Of course, a lot of what I think is difficult about steelhead fishing comes from bias; living in tailwater-ville, with it’s annual stockings and consistent flows, can make one “lazy”. Having to analyze the water, and figure out what shooting head and sink tip to assemble can be Latin 601 to the Colorado fly angler.
Fishing the Chilliwack/Vedder river, a tributary of the Fraser in Southwestern British Columbia not known for its easy pickins’, particularly in the late winter, meant choosing the right guide service. April Vokey (yea, that April), and her colleague Greg Wolf, having been fishing the area since they were knee high to grasshoppers, dispensed such an extraordinary volume of their steelheading knowledge that it will take months to absorb all the notes. Rigging started it all, with analysis of the sticks we chose for the trip.
I fished two rigs while in BC. The first, and the one which I bagged “my fish” on, was a Scott T3H 1288/4 – that’s a twelve-foot eight-inch eight-weight – and the reel was an Abel Spey, colored in slate.
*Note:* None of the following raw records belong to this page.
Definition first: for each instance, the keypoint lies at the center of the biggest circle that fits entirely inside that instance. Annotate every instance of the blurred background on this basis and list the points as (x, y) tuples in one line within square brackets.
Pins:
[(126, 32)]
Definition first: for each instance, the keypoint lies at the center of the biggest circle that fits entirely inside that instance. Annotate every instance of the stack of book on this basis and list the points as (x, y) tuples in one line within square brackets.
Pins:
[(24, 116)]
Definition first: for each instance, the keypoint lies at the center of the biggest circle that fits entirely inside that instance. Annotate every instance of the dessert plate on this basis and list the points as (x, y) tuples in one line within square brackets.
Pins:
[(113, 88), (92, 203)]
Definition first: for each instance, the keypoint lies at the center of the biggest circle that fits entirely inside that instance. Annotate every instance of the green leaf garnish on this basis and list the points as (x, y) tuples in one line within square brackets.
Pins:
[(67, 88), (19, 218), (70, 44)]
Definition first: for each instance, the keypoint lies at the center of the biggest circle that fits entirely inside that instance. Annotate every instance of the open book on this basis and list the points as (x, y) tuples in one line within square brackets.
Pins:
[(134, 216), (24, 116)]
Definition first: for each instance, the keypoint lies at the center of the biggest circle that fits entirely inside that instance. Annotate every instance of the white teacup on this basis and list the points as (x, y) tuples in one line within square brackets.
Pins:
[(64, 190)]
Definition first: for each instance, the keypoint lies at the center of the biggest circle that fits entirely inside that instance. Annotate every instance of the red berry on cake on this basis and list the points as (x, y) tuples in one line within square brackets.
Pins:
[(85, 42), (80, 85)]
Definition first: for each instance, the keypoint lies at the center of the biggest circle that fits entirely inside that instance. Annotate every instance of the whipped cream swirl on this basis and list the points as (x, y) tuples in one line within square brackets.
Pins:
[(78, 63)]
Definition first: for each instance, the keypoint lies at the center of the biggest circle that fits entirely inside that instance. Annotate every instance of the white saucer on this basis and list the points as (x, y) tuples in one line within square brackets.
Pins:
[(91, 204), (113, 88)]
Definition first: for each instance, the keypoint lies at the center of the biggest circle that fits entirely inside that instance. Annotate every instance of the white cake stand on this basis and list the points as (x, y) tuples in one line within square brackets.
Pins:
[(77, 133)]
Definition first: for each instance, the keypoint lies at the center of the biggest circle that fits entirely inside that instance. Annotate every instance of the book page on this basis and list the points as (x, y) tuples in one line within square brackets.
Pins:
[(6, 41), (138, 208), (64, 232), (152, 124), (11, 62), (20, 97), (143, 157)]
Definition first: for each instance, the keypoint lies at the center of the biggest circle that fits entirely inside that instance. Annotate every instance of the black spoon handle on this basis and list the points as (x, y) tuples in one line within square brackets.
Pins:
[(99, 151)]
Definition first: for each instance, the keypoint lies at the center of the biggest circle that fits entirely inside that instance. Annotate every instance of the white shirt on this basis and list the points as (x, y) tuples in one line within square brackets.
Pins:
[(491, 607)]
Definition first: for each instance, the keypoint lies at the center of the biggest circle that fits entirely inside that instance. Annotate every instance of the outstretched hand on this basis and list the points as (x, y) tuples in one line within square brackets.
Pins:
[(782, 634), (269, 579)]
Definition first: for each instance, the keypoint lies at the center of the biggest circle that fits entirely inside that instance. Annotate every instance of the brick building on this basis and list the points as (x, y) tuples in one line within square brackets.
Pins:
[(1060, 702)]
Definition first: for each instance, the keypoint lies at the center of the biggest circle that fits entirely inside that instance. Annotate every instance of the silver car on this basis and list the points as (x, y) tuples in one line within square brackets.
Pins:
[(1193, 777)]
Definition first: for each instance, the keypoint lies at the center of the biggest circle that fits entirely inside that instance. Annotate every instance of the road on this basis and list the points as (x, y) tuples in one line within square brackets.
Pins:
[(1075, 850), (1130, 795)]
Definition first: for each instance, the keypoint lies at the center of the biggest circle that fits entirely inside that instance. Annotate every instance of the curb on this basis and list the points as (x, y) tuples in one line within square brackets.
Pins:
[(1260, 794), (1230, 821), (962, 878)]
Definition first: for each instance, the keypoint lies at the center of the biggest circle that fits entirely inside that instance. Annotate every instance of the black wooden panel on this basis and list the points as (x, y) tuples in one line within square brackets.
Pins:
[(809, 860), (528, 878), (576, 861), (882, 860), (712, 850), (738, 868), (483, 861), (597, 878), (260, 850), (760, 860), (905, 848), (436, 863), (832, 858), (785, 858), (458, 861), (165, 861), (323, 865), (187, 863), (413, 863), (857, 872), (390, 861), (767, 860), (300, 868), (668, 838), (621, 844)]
On the advice of Andrew Bennett of Deneki Outdoors, I loaded my reel with enough backing to look safe (and fill the small arbor), then attached 150 or so feet of 40-pound Trilene Big Game mono as a running line. When I got out the first morning, the rod, handling an Airflo Skagit Compact 540 and 12 ½ feet of T-12, didn’t seem to want to load. Maybe it was just the neophyte caster, but Greg Wolf, after casting the rod a few times himself, suggested I bump the head up to 570 grains; after that all was right with the world. Scott Fly Rods suggested 560 grains, so they weren’t far from the truth.
The other rod I fished, ostensibly from day 2 through 4, was a classic Scott ARC 1196/4 – an eleven-foot nine-inch six-weight. Mounted on it was an Abel Switch, coated in Skull and Crossbones print (and quite badass if you ask the owner). Rigged the same way as the Spey reel, the rod loaded fine with a 420 Skagit Compact and either the 10 foot or 12.5 foot Light Mow Tips, and by the last day I felt like I could probably drop the head by 30 grains and still have fun (and turn over the flies I was casting, with the exception of the weighted one April handed me mid-afternoon).
I have been told to retire from winter steelhead fishing, having caught one fish described by many as a pride-enducing specimen. But, after throwing streamers with obsession to trout, I have learned that putting in the hours can and will eventually produce results. I find steelhead fishing not dissimilar to the aforementioned approach, but have, since this experience, developed a fondness for two-handed play.
Spey-style fishing means embracing patience. However, the casting style associated with the technique is so pleasurable to perform that I often found myself finishing a swing up early just for the sake of casting again. There was never a moment of boredom. Success was not measured just by the token fish, which in the conditions previously described cannot under any circumstances be taken as a harbinger of the next, but by tight loops, and the feel of loading a rod over twelve feet long such that the cork torques from the energy about to be released.
I might have put another notch in my butt-section, but I have also discovered something much more worthwhile: embracing timeless tradition born far way, rejuvenating my interest in the technical intricacies of fly-fishing, chucking flies 100 feet with nary an ounce of effort.
And catching a fish that has traveled thousands of miles, at the drop of a winter’s sun, to generate progeny for future fun.